The only person to receive two honorary
degrees from Macalester, Dr. Lealtad passed away in 1989.
Esther Torii
Suzuki
The late Esther Torii Suzuki came to Macalester
College in 1942 at the age of 16 from a Japanese detention camp in Portland,
Oregon, where she was released specifically because of her acceptance to
Macalester College. The first Japanese-American student at Macalester,
Ms. Suzuki graduated from Macalester in 1946 with an honors degree in sociology.

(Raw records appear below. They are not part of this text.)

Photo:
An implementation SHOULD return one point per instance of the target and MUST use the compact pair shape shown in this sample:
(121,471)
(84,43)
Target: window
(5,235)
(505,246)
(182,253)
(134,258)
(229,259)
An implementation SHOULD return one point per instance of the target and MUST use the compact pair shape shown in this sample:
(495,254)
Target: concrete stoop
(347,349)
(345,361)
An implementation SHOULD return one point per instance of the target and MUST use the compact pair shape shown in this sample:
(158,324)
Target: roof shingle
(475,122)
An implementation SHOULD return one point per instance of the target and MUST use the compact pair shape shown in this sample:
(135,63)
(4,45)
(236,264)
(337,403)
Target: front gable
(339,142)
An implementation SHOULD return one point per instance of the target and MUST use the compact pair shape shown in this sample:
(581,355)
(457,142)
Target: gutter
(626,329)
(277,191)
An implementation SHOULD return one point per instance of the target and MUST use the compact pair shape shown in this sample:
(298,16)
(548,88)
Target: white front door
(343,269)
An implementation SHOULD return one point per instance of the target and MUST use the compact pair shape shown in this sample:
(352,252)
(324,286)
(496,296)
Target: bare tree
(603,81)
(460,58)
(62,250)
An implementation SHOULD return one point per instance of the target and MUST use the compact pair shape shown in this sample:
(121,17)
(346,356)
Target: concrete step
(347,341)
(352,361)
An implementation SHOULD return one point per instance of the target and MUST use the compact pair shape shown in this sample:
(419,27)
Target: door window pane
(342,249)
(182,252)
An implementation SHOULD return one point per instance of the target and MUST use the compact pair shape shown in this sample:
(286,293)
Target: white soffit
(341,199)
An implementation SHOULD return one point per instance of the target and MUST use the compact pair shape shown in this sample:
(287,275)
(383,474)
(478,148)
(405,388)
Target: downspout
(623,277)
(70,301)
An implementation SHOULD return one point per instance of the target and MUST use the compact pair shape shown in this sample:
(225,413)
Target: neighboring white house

In the years following her graduation,
Ms. Suzuki played many roles: community leader, volunteer, activist, and
mentor. As a social worker for Ramsey County, Ms. Suzuki spent most
of her career participating in civil rights groups and developing programs
specifically to assist the Southeast Asian-American population. Later
in her life, Ms. Suzuki established herself as a storyteller and writer
and gave a voice to both the hardships and accomplishments she had encountered
as a Japanese-American.
Ms. Suzuki also served for six years on
the Alumni Board at Macalester and continued to volunteer both at
Macalester and in the St. Paul community. She contributed a chapter
to the book Reflections: Memoirs of Japanese American Women in Minnesota
and co-authored a play in 1991.
Awarded the Macalester College Alumni
Service Award in 1999, Ms. Suzuki passed away that same year.
Catharine Deaver Lealtad and Esther Torii Suzuki
received the Macalester College Board of Trustees Award for Meritorious
and Distinguished Service on September 13, 2002.